Figure 1 with 2 supplements
Two neuronal genes, daf-7 and tph-1, shape a complex, multiphasic relationship between lifespan and food availability.

(A) Protocol for maintaining animals at different food levels for lifespan and imaging experiments. Effects of initiating different dietary restriction (DR) on different days are shown in Figure 1—figure supplement 1A,B. (B) Mean lifespan of wildtype worms subjected to 19 food levels ranging from 0–3.5 × 1010 bacterial cells/ml at 20°C. Points denoting key features in the food response and used as food conditions in subsequent experiments are highlighted. Figure 1—figure supplement 1D shows that these lifespan responses have similar shapes across different temperatures. The lifespan data are shown in Figure 1—source data 1. (C) Mean lifespans of wildtype and mutant animals across the six food levels indicated in (B) show that loss of tph-1 and daf-7 preserves the pattern but attenuates the range of the lifespan response. Genotypes are indicated by the legends below (E) and (F). The lifespan data are shown in Figure 1—source data 2, and statistical comparisons between the different genotypes and food levels are shown in Figure 1—source data 3. (D) tph-1 and daf-7 modulation of lifespan is bidirectional and their epistatic relationship is food-specific. The epistatic interaction between the two genes in the tph-1(−); daf-7(−) double mutant differs depending on food level. The double mutant resembled the tph-1(−) single mutant in the absence of a bacterial food source and resembled the daf-7(−) single mutant at a high bacterial food concentration. (E) Range of food-induced lifespan modulation for each genotype. Range is defined by the difference between the highest and lowest mean lifespan response across the six food levels. (F) Average of the mean lifespan responses across all food levels for each genotype reveals a consistent, food-independent baseline lifespan response. The schedule for transferring animals to different conditions in these lifespans are shown in Figure 1—figure supplement 2.

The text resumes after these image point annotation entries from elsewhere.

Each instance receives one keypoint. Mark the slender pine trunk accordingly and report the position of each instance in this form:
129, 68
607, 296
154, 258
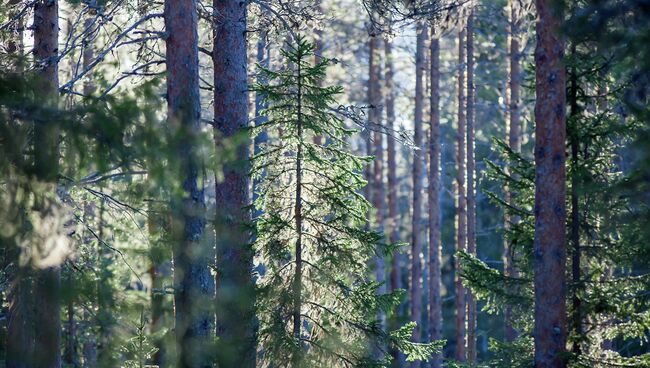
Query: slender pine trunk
461, 211
192, 279
549, 250
297, 281
471, 194
514, 141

https://doi.org/10.7554/eLife.06259.003
Figure 1—source data 1

Summary of wild type lifespan outputs under the full range of food levels tested.

https://doi.org/10.7554/eLife.06259.004
Figure 1—source data 2

Summary of wild type and mutant lifespan outputs under six selected food levels.

https://doi.org/10.7554/eLife.06259.005
Figure 1—source data 3

Statistical significance of lifespan modulation across food levels and genetic backgrounds.

https://doi.org/10.7554/eLife.06259.006
Figure 1—figure supplement 1
Effects of DR initiation time, temperature and egg-5(RNAi) on the lifespan response.

(A) Survival curves for worms transferred from the baseline, abundant level of food (2 × 109 cells/ml) to a more limited food condition (2 × 105 cells/ml) at different days of adulthood. Different days of DR initiation result in substantial differences in survival trajectories. (B) The mean lifespan response of these worms shows lifespan extension for animals transferred on day 2 or later but a negative effect on lifespan for animals subjected to DR from day 1 of adulthood, possibly due to developmental effects. (C) Wildtype worms show a similar lifespan response to exposed different food levels in the absence of egg-5(RNAi). (D) The pattern of lifespan modulation by food abundance is maintained across the range of standard C. elegans culture temperatures. (E) Increased temperature consistently lowers mean lifespans across all food levels. (F) Increased temperature also consistently lowers the range of lifespan modulation achieved by alterations in food.

https://doi.org/10.7554/eLife.06259.007
Figure 1—figure supplement 2
Schedule of transfers for lifespans at different temperatures.
https://doi.org/10.7554/eLife.06259.008
Neuron-specific rescue of lifespan phenotypes.

(A) Lifespan outcomes of wildtype, tph-1(−) and daf-7(−) single mutants and the tph-1(−); daf-7(−) double mutant indicates that the double mutant closely resembles the tph-1(−) mutant in the absence of a bacterial food source. (B) In the absence of bacterial food, restoration of tph-1 activity in the NSM neurons via the expression of a tph-1 cDNA driven by the ceh-2 promoter rescues the lifespan reduction observed in the tph-1(−); daf-7(−) double mutants. (C) Restoration of tph-1 expression in the ADF neurons via the srh-142 promoter also shows reversal of the lifespan reduction. (D) Lifespan outcomes of wildtype, tph-1(−) and daf-7(−) single mutants and the tph-1(−); daf-7(−) double mutant indicates that the double mutant closely resembles the daf-7(−) mutant at a high concentration of the bacterial food source. (E) At high food level, restoration of daf-7 expression in the ASI neurons via the expression of daf-7 under the gpa-4 promoter reverses the lifespan extension observed in the tph-1(−); daf-7(−) double mutants. All comparisons are drawn against non-transgenic siblings of animals bearing the extrachromosomal array of interest.

https://doi.org/10.7554/eLife.06259.009
Figure 3 with 1 supplement
High-throughput quantitative imaging of tph-1 and daf-7 fluorescent reporters reveals neuron-specific, graded expression responses to food level.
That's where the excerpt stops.